That is why commit git/git/4656bf47 mentions:

Before parsing a suspected smart-HTTP response verify the returned Content-Type matches the standard. This protects a client from attempting to process a payload that smells like a smart-HTTP server response.

You can see an example of setting that field in commit sitaramc/gitolite/32d14d39:

my $service = ( $ENV{SSH_ORIGINAL_COMMAND} =~ /git-receive-pack/ ? 'git-receive-pack' : 'git-upload-pack' );

if ($service) {
    print "Content-Type: application/x-$service-advertisement\r\n";
}

So a Content-Type header field with x-git-receive-pack-advertisement or x-git-upload-pack-advertisement means smart http.


Another way:

Before Git 2.26 (Q1 2020), "git fetch" over HTTP walker protocol did not show any progress output.

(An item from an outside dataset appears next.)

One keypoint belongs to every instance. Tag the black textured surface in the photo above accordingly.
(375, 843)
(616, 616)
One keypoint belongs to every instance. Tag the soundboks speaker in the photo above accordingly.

Now, we inherently do not know how much work remains, but still we can show something not to bore users.

See commit 7655b41 (03 Mar 2020) by René Scharfe (rscharfe).
(Merged by Junio C Hamano -- gitster -- in commit 4a5c3e1, 09 Mar 2020)

remote-curl: show progress for fetches over dumb HTTP

Signed-off-by: René Scharfe

Fetching over dumb HTTP transport doesn't show any progress, even with the option --progress.

If the connection is slow or there is a lot of data to get then this can take a long time while the user is left to wonder if git got stuck.

We don't know the number of objects to fetch at the outset, but we can count the ones we got.

Show an open-ended progress indicator based on that number if the user asked for it.